Trac comment by melkins on 2014-11-19T18:28:22Z

sraustein commented 9 years ago

In [changeset:"6026"]: {{{

!CommitTicketReference repository="" revision="6026"

enable logging rpki.async to the apache log file. see #681 }}}

Trac comment by melkins on 2014-11-19T18:36:53Z

sraustein commented 9 years ago

The signal.signal() calls are setting up signal handlers for SIGTERM etc so that signals sent to this process will cause a clean exit from the asynchronous I/O system. In theory nothing bad should happen if they aren't set and nobody sends those signals.

Looking at the context in which this is happening (rpki.async.event_loop()), it looks like the exception you're seeing while trying to set the signal handler will cause event_loop() to exit without ever running the event loop itself, which may be the real problem.

Things this theory does not explain:

If we think that mod_wsgi really just does not want us to set signal handlers, it would be easy enough to add an option somewhere in the rpki.async.sync_wrapper() class which passes an empty tuple of signal numbers to event_loop().

Does the mod_wsgi doc have any comment on signal handlers?

Trac comment by sra on 2014-11-19T19:02:32Z

sraustein commented 9 years ago

On 11/19/2014 11:02 AM, Trac Ticket System wrote:

The signal.signal() calls are setting up signal handlers for SIGTERM etc so that signals sent to this process will cause a clean exit from the asynchronous I/O system. In theory nothing bad should happen if they aren't set and nobody sends those signals.

Looking at the context in which this is happening (rpki.async.event_loop()), it looks like the exception you're seeing while trying to set the signal handler will cause event_loop() to exit without ever running the event loop itself, which may be the real problem.

Things this theory does not explain:

  • Why does this only happen sometimes rather than for all GUI instances?
  • Why is there nothing in the log from the catch-all logger.exception() call towards the end of this function?
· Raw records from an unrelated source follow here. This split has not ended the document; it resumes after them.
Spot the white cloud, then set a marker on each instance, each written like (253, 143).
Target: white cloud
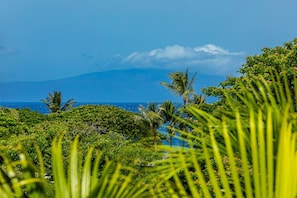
(208, 59)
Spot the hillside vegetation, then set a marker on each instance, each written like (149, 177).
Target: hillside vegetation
(243, 145)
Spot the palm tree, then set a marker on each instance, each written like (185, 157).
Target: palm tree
(181, 84)
(151, 117)
(168, 113)
(197, 100)
(54, 102)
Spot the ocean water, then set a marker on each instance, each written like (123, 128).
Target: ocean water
(42, 108)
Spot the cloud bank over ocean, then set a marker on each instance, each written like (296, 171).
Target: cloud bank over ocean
(206, 59)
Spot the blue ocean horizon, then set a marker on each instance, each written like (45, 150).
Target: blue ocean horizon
(42, 108)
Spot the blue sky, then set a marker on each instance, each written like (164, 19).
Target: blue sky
(52, 39)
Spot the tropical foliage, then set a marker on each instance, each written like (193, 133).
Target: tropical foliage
(244, 147)
(54, 102)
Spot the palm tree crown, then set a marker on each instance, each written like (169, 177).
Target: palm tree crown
(181, 84)
(54, 102)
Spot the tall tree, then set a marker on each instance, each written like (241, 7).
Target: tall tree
(54, 102)
(151, 117)
(168, 112)
(181, 85)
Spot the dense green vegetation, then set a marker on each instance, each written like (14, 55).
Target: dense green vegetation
(243, 145)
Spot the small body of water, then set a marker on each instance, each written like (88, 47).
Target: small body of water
(42, 108)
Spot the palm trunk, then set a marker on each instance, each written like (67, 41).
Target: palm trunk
(185, 103)
(155, 138)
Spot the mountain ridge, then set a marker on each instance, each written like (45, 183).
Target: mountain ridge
(132, 85)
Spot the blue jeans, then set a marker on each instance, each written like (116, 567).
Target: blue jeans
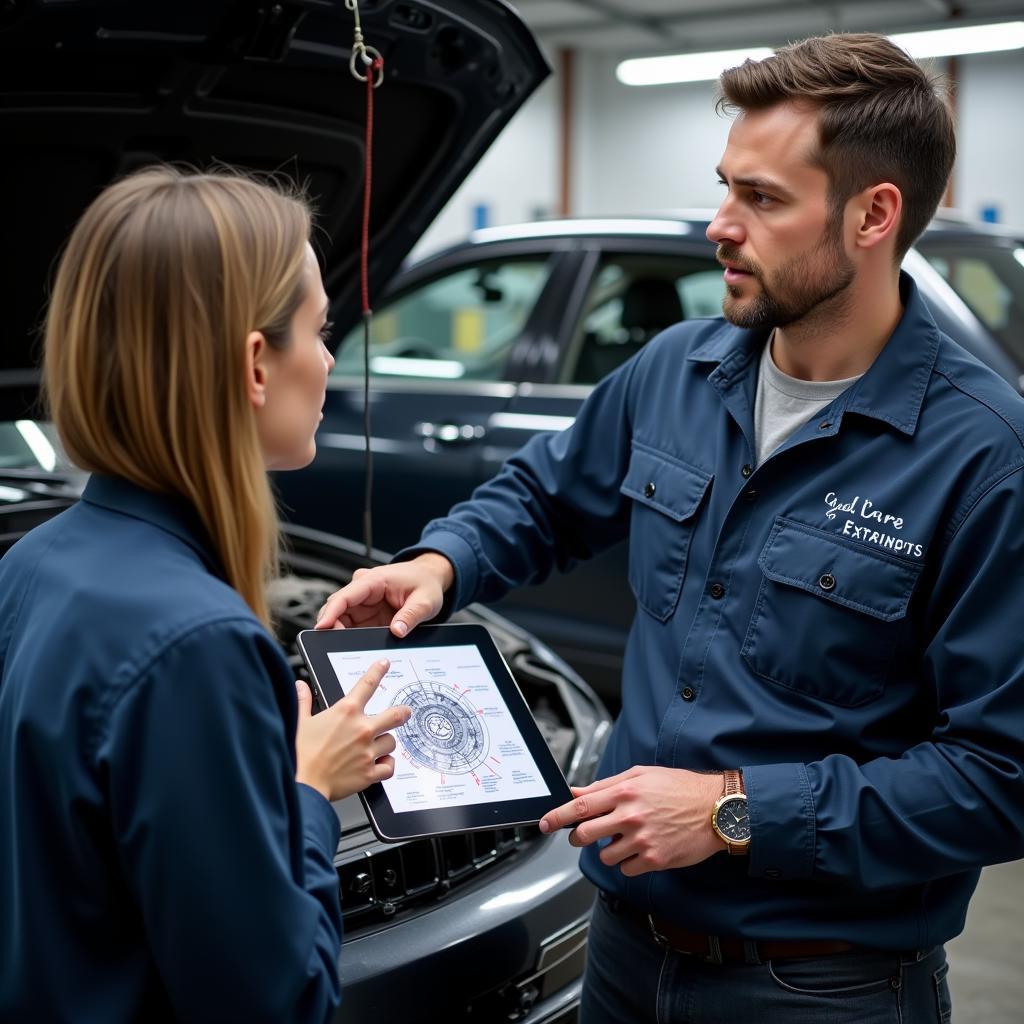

I've only selectively enabled logging in rpki.gui.default_settings.py. Just pushed a change to turn it on for rpki.async. Are there any other modules that should be enabled here as well?

https://trac.rpki.net/changeset/6026

If we think that mod_wsgi really just does not want us to set signal handlers, it would be easy enough to add an option somewhere in the rpki.async.sync_wrapper() class which passes an empty tuple of signal numbers to event_loop().

Does the mod_wsgi doc have any comment on signal handlers?

https://code.google.com/p/modwsgi/wiki/ApplicationIssues#Registration_Of_Signal_Handlers

Trac comment by melkins on 2014-11-19T19:18:27Z

sraustein commented 9 years ago

In [changeset:"6027"]: {{{

!CommitTicketReference repository="" revision="6027"

Add disable_signal_handlers option to rpki.async.sync_wrapper and rpki.irdb.Zookeeper() to avoid problems when running in environments like mod_wsgi which have strong opinions about what code is and is not allowed to handle signals. This may result in some noise in log files, but there's not much we can do about that if we're not allowed to clean up when terminated, so be it. See #681. }}}

Trac comment by sra on 2014-11-19T19:52:55Z

sraustein commented 9 years ago

Just committed [6027], which adds a disable_signal_handlers option to Zookeeper.__init__() and sync_wrapper.__init__(); the latter does the real work, the former is just a pass-through, since nothing but zookeeper methods ever use sync_wrapper directly anymore.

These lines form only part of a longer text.